The Overview pane displays common metrics and insights for all registered agents in your selected project:

  • Monitor alerts: View issues grouped by severity and category, such as alerts for evaluation scores and policy and security violations.

  • Track fleet health: See metrics to help you assess the performance of agents in the selected projects, including total number of running agents and overall agent run success rates.

  • Analyze resource usage: Review total cost and token usage while monitoring changes in these metrics over time.

  • Visualize performance trends: Explore charts for agent run volume and top increases or decreases in activity.

View all assets

You can view all your assets under a specific project along with top-level metrics from Foundry.

Screenshot of Foundry Agents tab showing all registered agents with top-level metrics.

  1. Sign in to Microsoft Foundry. Make sure the New Foundry toggle is on.
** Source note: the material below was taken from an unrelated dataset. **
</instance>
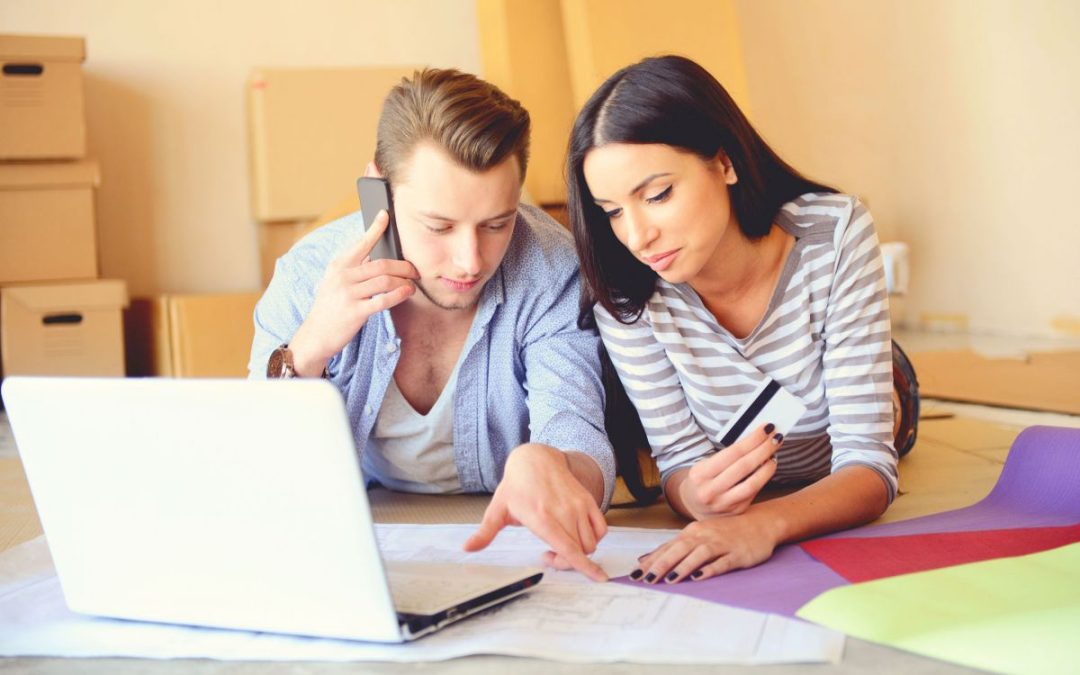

These steps refer to Foundry (new).

  2. Select Operate from the upper-right navigation.

  3. Select Assets in the left pane.

  4. Select the Agents tab.

  5. Review the overview of common metrics.

To view more granular information on the performance of an individual agent, the side panel provides quick insights into the selected agent's health and recent activity. You can use it to identify issues and take corrective actions.

Screenshot of Foundry Control Plane agent details pane showing details of a selected agent.

In this section, you see:

  • Active alerts: View policy, security, and evaluation alerts grouped by severity and take action.

  • Activity: See key metrics such as error rate over time, total run information, and information on token usage.